Faced with this litany of obstacles, you might think that Eggan’s lab represents another variation on the theme of delay. But that would underestimate the scientific ingenuity in solving problems. On the same day last January that conservatives in the House of Representatives tried unsuccessfully to criminalize the very experiments Eggan wants to do, he tapped his fingers on a thick manuscript sitting on his desk. “This is going out tomorrow,” he said, of a paper that ultimately made the cover of Nature last June. Its news was outlined, in schematic form, on the huge whiteboard in Eggan’s office. The drawing depicted a stunningly unexpected way to create embryonic stem cells—without using or needing an unfertilized egg.
“Everyone thinks we need oocytes to do somatic cell nuclear transfer,” Eggan said. Biologists have assumed that an adult cell could be “reprogrammed”—that is, cloned—only by an egg cell.
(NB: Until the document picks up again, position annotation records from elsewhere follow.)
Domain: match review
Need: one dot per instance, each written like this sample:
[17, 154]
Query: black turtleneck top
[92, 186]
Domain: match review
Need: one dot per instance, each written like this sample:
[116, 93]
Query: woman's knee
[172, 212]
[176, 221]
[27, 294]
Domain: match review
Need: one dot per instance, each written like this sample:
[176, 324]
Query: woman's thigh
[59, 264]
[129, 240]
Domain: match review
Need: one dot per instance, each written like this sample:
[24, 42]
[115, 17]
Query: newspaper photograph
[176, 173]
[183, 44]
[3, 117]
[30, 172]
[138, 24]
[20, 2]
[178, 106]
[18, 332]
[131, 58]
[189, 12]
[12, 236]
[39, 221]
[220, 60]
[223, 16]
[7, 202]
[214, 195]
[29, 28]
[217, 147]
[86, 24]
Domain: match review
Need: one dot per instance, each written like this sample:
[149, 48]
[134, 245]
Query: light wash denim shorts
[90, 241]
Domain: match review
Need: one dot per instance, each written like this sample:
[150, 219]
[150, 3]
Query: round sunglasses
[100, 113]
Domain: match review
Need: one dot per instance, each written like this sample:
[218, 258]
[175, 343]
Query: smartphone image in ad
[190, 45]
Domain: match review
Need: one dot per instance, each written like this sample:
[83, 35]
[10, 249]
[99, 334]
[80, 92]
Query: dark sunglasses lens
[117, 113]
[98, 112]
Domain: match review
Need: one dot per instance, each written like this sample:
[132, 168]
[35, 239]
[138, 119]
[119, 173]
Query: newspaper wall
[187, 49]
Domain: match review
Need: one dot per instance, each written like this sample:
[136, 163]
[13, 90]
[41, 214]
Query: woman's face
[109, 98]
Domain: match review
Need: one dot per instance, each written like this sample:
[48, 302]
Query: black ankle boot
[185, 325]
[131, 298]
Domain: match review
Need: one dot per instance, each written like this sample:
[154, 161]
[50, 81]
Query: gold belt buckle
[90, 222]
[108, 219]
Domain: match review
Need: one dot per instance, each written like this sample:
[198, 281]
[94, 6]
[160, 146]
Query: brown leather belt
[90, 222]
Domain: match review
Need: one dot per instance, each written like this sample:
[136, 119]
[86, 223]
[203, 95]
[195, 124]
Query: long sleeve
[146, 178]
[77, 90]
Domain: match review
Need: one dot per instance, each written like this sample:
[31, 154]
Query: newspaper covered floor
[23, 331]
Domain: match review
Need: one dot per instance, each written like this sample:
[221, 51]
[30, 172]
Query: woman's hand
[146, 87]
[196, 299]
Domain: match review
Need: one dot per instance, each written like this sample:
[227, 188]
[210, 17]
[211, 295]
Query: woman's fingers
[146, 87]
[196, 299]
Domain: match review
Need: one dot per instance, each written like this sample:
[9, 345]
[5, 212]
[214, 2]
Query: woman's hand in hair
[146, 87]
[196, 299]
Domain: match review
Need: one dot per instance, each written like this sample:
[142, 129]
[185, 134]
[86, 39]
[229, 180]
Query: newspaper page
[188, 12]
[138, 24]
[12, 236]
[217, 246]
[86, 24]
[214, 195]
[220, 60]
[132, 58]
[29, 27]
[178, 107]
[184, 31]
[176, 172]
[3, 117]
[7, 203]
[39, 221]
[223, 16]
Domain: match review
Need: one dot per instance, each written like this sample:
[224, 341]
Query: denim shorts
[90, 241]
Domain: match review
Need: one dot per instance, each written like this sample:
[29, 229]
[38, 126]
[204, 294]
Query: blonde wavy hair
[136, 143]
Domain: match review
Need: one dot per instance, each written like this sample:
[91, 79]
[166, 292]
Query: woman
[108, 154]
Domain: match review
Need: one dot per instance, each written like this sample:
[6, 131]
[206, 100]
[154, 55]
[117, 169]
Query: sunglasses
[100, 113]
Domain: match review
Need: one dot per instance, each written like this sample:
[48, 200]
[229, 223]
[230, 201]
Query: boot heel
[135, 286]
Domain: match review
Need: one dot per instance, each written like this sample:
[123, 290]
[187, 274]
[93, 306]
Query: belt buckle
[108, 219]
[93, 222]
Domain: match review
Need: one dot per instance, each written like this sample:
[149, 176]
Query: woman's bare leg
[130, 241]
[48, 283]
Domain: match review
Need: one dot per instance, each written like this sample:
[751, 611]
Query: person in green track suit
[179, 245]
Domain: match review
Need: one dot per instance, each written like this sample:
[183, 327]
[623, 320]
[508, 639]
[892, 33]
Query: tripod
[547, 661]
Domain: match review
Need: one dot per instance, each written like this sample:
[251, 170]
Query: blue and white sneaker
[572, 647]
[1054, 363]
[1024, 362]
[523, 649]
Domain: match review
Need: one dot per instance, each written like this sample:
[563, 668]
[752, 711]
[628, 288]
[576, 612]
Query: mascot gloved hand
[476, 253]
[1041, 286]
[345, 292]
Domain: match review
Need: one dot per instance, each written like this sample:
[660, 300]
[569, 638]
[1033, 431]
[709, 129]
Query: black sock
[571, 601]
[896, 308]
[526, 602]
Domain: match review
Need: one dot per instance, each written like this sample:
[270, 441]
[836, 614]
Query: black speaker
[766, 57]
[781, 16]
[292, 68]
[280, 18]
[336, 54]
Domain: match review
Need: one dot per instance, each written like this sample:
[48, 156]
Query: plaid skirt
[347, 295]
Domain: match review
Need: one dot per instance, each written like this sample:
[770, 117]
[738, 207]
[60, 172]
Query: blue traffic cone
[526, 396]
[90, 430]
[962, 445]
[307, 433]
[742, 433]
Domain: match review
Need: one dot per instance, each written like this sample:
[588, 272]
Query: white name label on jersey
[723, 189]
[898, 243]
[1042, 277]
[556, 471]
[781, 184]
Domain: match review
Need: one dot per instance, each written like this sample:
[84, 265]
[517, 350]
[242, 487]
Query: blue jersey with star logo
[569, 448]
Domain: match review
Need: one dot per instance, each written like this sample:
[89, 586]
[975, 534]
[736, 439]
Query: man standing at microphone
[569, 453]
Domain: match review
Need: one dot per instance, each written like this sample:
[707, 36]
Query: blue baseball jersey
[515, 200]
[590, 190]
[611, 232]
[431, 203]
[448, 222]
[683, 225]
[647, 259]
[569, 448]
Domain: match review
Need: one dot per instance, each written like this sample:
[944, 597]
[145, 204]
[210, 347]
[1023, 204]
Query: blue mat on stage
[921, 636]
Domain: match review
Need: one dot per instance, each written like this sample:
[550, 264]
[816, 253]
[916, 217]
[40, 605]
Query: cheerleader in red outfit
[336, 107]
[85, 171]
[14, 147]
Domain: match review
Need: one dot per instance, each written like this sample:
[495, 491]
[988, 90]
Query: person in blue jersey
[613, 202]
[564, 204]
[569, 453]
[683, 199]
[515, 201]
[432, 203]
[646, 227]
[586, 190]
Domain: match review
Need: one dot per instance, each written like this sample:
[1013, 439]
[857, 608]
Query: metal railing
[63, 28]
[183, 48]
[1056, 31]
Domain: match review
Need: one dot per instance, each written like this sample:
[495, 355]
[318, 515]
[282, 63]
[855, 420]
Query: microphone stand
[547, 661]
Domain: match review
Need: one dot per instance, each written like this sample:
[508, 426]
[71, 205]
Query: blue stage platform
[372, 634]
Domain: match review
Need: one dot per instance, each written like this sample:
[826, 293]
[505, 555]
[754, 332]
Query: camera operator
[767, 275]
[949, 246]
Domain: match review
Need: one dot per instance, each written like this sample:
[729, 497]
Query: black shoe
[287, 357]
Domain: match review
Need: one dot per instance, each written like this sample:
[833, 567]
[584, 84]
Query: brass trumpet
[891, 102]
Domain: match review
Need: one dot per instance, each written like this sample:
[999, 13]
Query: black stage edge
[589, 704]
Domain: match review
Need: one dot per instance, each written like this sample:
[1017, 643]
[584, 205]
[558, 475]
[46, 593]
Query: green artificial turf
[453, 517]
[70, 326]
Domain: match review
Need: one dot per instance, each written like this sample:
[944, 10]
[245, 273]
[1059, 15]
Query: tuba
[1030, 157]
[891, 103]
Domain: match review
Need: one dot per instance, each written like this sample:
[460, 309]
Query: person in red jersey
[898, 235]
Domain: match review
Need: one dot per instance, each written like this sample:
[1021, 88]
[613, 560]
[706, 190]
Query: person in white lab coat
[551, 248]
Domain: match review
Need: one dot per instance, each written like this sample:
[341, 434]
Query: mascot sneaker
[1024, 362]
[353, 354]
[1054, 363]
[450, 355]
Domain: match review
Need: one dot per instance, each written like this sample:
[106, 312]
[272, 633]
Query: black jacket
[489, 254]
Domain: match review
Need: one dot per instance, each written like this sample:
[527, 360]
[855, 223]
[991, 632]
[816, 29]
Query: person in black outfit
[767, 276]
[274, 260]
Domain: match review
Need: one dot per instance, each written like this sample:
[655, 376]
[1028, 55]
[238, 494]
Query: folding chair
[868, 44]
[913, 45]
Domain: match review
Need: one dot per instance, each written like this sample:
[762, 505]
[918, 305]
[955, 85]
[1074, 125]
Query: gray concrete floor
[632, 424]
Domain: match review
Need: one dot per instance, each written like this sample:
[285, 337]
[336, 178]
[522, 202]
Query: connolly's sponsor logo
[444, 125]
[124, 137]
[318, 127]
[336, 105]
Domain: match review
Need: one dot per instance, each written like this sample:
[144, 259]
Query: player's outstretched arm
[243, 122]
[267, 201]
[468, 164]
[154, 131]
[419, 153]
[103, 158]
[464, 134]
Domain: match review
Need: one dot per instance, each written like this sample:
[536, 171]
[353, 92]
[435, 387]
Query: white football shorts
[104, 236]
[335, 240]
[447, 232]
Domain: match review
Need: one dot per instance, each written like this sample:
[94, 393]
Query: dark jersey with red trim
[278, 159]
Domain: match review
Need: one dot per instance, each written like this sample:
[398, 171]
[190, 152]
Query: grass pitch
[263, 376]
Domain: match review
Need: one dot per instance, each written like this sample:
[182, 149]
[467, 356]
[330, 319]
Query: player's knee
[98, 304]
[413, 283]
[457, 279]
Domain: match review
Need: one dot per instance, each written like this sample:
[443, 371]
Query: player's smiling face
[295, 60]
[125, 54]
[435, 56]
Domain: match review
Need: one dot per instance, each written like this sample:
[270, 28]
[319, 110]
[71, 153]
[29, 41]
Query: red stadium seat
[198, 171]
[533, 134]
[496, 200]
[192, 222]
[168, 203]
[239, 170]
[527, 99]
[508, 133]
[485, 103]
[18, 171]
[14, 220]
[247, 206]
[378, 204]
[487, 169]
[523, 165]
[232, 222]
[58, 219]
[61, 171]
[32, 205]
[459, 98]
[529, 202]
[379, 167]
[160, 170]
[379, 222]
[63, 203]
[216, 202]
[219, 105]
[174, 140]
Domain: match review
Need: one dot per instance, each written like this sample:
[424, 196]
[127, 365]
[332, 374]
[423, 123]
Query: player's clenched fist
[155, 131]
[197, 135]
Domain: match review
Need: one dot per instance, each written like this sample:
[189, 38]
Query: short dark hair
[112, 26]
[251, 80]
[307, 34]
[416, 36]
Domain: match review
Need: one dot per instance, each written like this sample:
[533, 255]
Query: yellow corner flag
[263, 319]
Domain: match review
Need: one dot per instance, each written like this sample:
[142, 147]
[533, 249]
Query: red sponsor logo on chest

But Eggan and his colleagues went on to perform experiments suggesting that the mysterious elixir responsible for reprogramming was not geographically static but instead moved around inside the cell, depending on the phase of cell division. It tended to be sequestered in the nucleus but migrated out into the cell’s gelatinous exurbs, or cytoplasm, when the cell was about to divide. “Maybe at the one-cell or two-cell stage,” Eggan and his colleagues reasoned, “there’s still some of that stuff in there. . . .” And if they picked the right moment of cell division, when these powerful reprogramming factors were still floating around in the periphery of the cell, they might be able to use drugs to temporarily freeze the cell in the middle of division, stick in the needle of a micromanipulator to suck out the embryonic DNA, squirt in DNA from an adult animal, and then kick-start the process of reprogramming—hours, perhaps even days after an egg had been fertilized.
That is exactly what the team has demonstrated in mice, creating cloned animals from a fertilized egg. “You can [both] clone animals and make embryonic stem cell lines using this technique,” said Eggan, who is now testing the technique—nonpresidentially, of course—in human cells.
Eggan paused to write a number on the whiteboard: 90,000. “There are 90,000 IVF procedures every year in the United States,” he said. “Let’s say there are, conservatively, five oocytes from each cycle. That is maybe 450,000 eggs, right? A large proportion of those oocytes will get too much sperm. We’ll say it’s 5 percent.” He then paused to write another number on the board: 20,000. In IVF clinics, these overfertilized eggs are routinely culled after inspection and thrown away; their chromosomal irregularities make them unsuitable for implantation. “That’s like between 20,000 and 25,000 eggs that get thrown away in the U.S. every year at that stage,” Eggan continued. “They have abnormal numbers of chromosomes, and they would develop abnormally, and so you can’t use them. Even God doesn’t want these. But our method would allow them to be used. Twenty-five thousand eggs every year . . . ”
Each one, formerly doomed to be tossed away as medical waste, could be used to clone embryonic stem cells that might tell stories about common diseases and how they get started. As he headed out the door of the lab that day, Eggan barely contained his excitement. “It could,” he said, “change everything.”
That phrase, lamentably, has been used repeatedly during the six-year debate on alternative strategies. But it was nice, for a change, to hear it not from a politician or a pundit but from a scientist actually doing stem cell research.